Im nächsten Moment befand sich die leuchtende Gestalt direkt vor meinem Gesicht und mir lief plötzlich ein unergrünlich eisiger Schauer über den Rücken. ''Aber wenn ihr irgendetwas zustoßen sollte während ich weg bin, wirst du dir wünschen, du hättest mich nie kennengelernt.''

Und damit war er verschwunden. Ich bemerkte gar nicht, wie blass ich sein musste, als mich Yamato besorgt fragte, ob es mir gut ginge. Ich nickte nur langsam. Anscheinend hatte nur ich den letzten Satz gehört.

Ich war mir sicher, dass ich auch so den beiden nachgegangen wäre, allerdings würde ich lügen, wenn ich sagen würde, dass Ryus Drohung dabei keine Rolle gespielt hatte.

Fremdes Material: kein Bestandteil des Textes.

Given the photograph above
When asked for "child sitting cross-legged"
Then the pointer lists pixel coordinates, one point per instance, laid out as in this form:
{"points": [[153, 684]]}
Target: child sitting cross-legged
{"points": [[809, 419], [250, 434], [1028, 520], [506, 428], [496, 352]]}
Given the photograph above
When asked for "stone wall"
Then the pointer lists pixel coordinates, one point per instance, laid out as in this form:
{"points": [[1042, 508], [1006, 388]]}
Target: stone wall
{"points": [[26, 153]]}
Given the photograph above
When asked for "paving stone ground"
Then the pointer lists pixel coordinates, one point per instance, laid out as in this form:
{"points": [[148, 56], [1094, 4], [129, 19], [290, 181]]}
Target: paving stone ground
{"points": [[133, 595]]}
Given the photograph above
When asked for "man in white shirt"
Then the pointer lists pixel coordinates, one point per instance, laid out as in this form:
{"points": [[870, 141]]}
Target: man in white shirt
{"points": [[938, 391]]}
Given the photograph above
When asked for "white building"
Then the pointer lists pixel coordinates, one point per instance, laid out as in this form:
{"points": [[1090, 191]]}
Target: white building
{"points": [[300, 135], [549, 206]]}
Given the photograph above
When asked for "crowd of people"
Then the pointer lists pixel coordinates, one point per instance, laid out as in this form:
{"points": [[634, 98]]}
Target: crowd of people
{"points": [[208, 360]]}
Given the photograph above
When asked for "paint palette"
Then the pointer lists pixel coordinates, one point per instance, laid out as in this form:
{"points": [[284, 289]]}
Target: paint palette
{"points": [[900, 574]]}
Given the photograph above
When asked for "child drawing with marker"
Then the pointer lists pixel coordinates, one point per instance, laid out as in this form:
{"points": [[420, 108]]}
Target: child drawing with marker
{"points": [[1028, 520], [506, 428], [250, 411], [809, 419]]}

Mit großem Abstand folgte ich den beiden und als sie schließlich stoppten, blieb auch ich stehen und hielt mich versteckt. Auch wenn ich normalerweise andere Damen nicht einfach so belauschte, musste ich versteckt bleiben um vor potenziellen Angreifern eine Chance zu haben.

Als ich ihrem Gespräch zuhörte, konnte ich deutlich wahrnehmen, wie sehr die Verfolgung an ihren Kräften gezehrt hatte.

Und ihr haltet euch im Hintergrund.

So sehr ich es auch hasste, ihre Stimme so schwach und erschöpft zu hören, tat ich das, was mir gesagt wurde. Es hätte nichts gebracht, wäre ich ihr nachgeganen. Ich hatte keine Ahnung, was sie am Tempel erwarten würde und könnte sie nur anlügen im Versuch, sie zu beruhigen. Arisu schon.

Dann kamen sie nach langer Diskussion beide aus dem Gebüsch gekrochen, dass ihren Stop gefedert hatte.

Ich kann ihr trauriges Lächeln nach Anjas Frage nicht vergessen.

''Natürlich.'', hauchte sie mit eiskalten, gläsernen Augen und ich fühlte das Stechen in meiner Brust mit einem Satz umso stärker.

Sie schien die Traurigkeit hinter ihrer Stimme nicht zu bemerken und nahm Arisus ausgestreckte Hand, worauf sie selbst kurz zusammenfuhr.

"Ich komme mit!"

Und dann, so schnell, dass ich dachte ich hätte es mir nur eingebildet, schien ihre Miene in einem Meer aus blauen Schleiern eisern zu werden und sie drückte dem Mädchen einen Stein aus ihrem Beutel an die Stirn, worauf der kleine Körper zusammenfiel.

Arisu fing sie noch auf und nahm Anja in ihre Arme. Ihre Beine baumelte über Arisus Armen hin und her, als sie ging.

Sie guckte mich nicht an, als sie nur noch ein kühles ''Komm.'' entgegnete.